S’en est trop, je demande le divorce ! Oui mais lequel ?

S’en est trop, je demande le divorce ! Oui mais lequel ?

Même si divorcer reste une décision difficile à prendre, qu’elle fait l’objet d’une mure et parfois longue réflexion, il n’en reste pas moins que dépendamment de la situation, la rupture peut être expresse au regard de la loi. Et pour cause, il existe plusieurs catégories de divorce dont l’un d’entre eux fait l’objet d’une grande simplification depuis le 1er janvier 2017 : le divorce à l’amiable. 
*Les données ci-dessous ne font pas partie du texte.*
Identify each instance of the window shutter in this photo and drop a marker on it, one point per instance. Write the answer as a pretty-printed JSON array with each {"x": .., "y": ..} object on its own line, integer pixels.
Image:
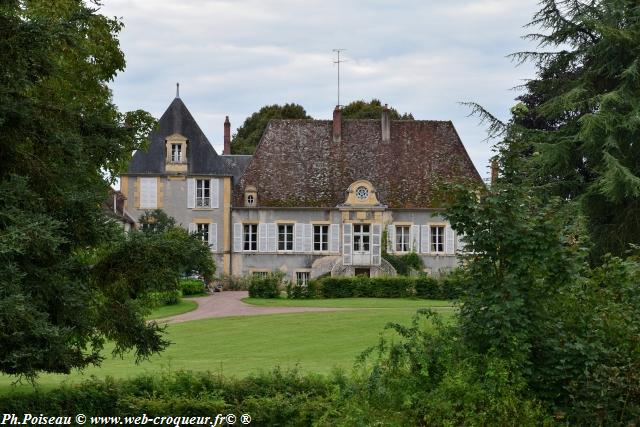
[
  {"x": 237, "y": 237},
  {"x": 213, "y": 237},
  {"x": 214, "y": 185},
  {"x": 460, "y": 242},
  {"x": 425, "y": 239},
  {"x": 376, "y": 240},
  {"x": 272, "y": 236},
  {"x": 347, "y": 244},
  {"x": 415, "y": 238},
  {"x": 308, "y": 237},
  {"x": 262, "y": 237},
  {"x": 391, "y": 238},
  {"x": 449, "y": 239},
  {"x": 148, "y": 193},
  {"x": 298, "y": 237},
  {"x": 334, "y": 238},
  {"x": 191, "y": 193}
]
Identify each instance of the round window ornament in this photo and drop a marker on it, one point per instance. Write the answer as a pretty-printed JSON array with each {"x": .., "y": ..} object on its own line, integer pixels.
[{"x": 362, "y": 193}]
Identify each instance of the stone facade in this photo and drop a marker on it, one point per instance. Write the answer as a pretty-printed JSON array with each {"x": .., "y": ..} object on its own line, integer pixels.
[{"x": 318, "y": 197}]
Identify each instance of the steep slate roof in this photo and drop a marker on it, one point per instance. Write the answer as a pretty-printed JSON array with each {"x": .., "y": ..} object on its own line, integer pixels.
[
  {"x": 201, "y": 157},
  {"x": 236, "y": 164},
  {"x": 297, "y": 163}
]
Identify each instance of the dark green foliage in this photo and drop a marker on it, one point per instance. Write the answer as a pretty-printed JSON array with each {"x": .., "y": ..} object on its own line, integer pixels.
[
  {"x": 249, "y": 134},
  {"x": 61, "y": 137},
  {"x": 192, "y": 287},
  {"x": 371, "y": 110},
  {"x": 577, "y": 124},
  {"x": 265, "y": 286},
  {"x": 405, "y": 264},
  {"x": 312, "y": 289}
]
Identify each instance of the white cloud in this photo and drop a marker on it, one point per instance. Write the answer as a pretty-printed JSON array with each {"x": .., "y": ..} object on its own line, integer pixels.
[{"x": 232, "y": 57}]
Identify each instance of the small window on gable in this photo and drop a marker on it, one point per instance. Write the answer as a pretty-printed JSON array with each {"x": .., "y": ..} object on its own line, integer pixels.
[{"x": 250, "y": 196}]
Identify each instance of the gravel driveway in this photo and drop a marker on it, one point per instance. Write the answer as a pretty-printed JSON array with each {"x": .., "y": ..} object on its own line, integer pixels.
[{"x": 228, "y": 303}]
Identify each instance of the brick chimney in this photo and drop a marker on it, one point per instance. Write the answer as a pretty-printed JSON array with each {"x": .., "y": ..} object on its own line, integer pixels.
[
  {"x": 227, "y": 136},
  {"x": 385, "y": 123},
  {"x": 337, "y": 124},
  {"x": 494, "y": 171}
]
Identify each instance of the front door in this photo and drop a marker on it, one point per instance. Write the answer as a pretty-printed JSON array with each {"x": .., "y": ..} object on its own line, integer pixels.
[{"x": 361, "y": 244}]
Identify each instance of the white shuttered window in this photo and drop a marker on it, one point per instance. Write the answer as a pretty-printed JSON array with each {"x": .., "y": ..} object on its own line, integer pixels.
[{"x": 148, "y": 193}]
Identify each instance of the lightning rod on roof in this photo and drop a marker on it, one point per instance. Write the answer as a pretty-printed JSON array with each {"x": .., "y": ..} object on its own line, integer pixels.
[{"x": 338, "y": 61}]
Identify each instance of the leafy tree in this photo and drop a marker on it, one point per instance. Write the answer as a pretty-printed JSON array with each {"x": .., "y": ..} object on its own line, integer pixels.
[
  {"x": 61, "y": 138},
  {"x": 580, "y": 115},
  {"x": 248, "y": 135},
  {"x": 371, "y": 110}
]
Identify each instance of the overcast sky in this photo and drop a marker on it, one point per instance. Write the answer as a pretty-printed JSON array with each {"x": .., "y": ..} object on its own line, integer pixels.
[{"x": 232, "y": 57}]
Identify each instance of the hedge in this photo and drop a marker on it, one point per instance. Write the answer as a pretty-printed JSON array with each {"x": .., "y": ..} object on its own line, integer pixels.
[
  {"x": 192, "y": 287},
  {"x": 446, "y": 286}
]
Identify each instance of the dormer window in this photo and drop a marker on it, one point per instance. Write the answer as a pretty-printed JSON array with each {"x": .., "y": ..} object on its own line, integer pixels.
[
  {"x": 250, "y": 196},
  {"x": 176, "y": 153}
]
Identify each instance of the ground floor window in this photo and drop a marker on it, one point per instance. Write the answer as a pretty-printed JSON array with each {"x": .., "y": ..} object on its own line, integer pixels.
[
  {"x": 250, "y": 237},
  {"x": 361, "y": 238},
  {"x": 320, "y": 238},
  {"x": 402, "y": 238},
  {"x": 203, "y": 232},
  {"x": 285, "y": 237},
  {"x": 437, "y": 238},
  {"x": 302, "y": 278}
]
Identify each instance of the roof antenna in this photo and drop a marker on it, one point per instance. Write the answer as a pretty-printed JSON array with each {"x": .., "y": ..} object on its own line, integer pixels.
[{"x": 338, "y": 62}]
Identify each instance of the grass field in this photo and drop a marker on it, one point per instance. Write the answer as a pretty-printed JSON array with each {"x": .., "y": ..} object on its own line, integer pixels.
[
  {"x": 315, "y": 342},
  {"x": 184, "y": 306}
]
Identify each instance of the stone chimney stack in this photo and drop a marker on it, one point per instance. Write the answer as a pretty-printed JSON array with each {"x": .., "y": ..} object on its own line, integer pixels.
[
  {"x": 494, "y": 171},
  {"x": 337, "y": 124},
  {"x": 386, "y": 124},
  {"x": 227, "y": 136}
]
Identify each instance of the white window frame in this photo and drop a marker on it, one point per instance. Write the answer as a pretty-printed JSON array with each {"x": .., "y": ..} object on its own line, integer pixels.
[
  {"x": 362, "y": 238},
  {"x": 302, "y": 278},
  {"x": 203, "y": 229},
  {"x": 402, "y": 242},
  {"x": 323, "y": 237},
  {"x": 176, "y": 149},
  {"x": 250, "y": 237},
  {"x": 288, "y": 238},
  {"x": 203, "y": 193},
  {"x": 436, "y": 245}
]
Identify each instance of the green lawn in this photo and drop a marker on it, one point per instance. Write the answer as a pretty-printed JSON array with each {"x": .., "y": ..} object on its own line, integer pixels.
[
  {"x": 184, "y": 306},
  {"x": 315, "y": 342},
  {"x": 351, "y": 302}
]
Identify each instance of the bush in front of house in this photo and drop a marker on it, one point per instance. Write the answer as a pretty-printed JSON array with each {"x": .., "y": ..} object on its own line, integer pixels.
[
  {"x": 265, "y": 286},
  {"x": 162, "y": 298},
  {"x": 192, "y": 287}
]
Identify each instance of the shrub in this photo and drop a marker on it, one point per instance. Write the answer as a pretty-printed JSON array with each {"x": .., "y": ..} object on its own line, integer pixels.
[
  {"x": 159, "y": 299},
  {"x": 312, "y": 289},
  {"x": 192, "y": 286},
  {"x": 267, "y": 286}
]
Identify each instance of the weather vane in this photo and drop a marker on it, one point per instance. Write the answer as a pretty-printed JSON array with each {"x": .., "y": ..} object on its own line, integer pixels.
[{"x": 338, "y": 61}]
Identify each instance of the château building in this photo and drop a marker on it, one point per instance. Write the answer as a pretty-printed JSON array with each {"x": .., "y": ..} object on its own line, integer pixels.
[{"x": 317, "y": 197}]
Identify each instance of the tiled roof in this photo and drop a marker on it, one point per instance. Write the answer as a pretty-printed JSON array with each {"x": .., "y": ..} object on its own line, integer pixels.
[
  {"x": 201, "y": 157},
  {"x": 298, "y": 163}
]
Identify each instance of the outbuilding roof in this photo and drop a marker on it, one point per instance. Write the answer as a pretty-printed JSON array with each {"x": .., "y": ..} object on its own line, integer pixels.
[{"x": 299, "y": 163}]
Il convient de préciser que la présence d’un avocat à Rouen comme ailleurs est toujours de rigueur voire une obligation et ce, quelle que soit la procédure engagée, l’état d’esprit des époux et leur degré d’entente. Focus sur ces principaux modes de divorce.

Le divorce à l’amiable

Appelé « divorce par consentement mutuel », c’est la forme la plus réduite pour divorcer. Bien sûr, cela sous-entend que les époux s’entendent sur les termes de la séparation. Dès lors, les époux signent une convention – actée par un ou deux avocats – qui établit l’ensemble des principes même du divorce et retrace également toutes les conséquences de ce dernier. Dans le cas où il y aurait des enfants mineurs, les époux seraient entendus par un Juge. Dans les autres cas, la convention peut être enregistrée auprès d’un notaire.

Les divorces conflictuels

Lorsque les époux ne sont pas d’accord, qu’il s’agisse d’une « demande acceptée », « pour faute » ou encore pour « altération définitive du lien conjugal », chaque divorce suit une procédure spécifique.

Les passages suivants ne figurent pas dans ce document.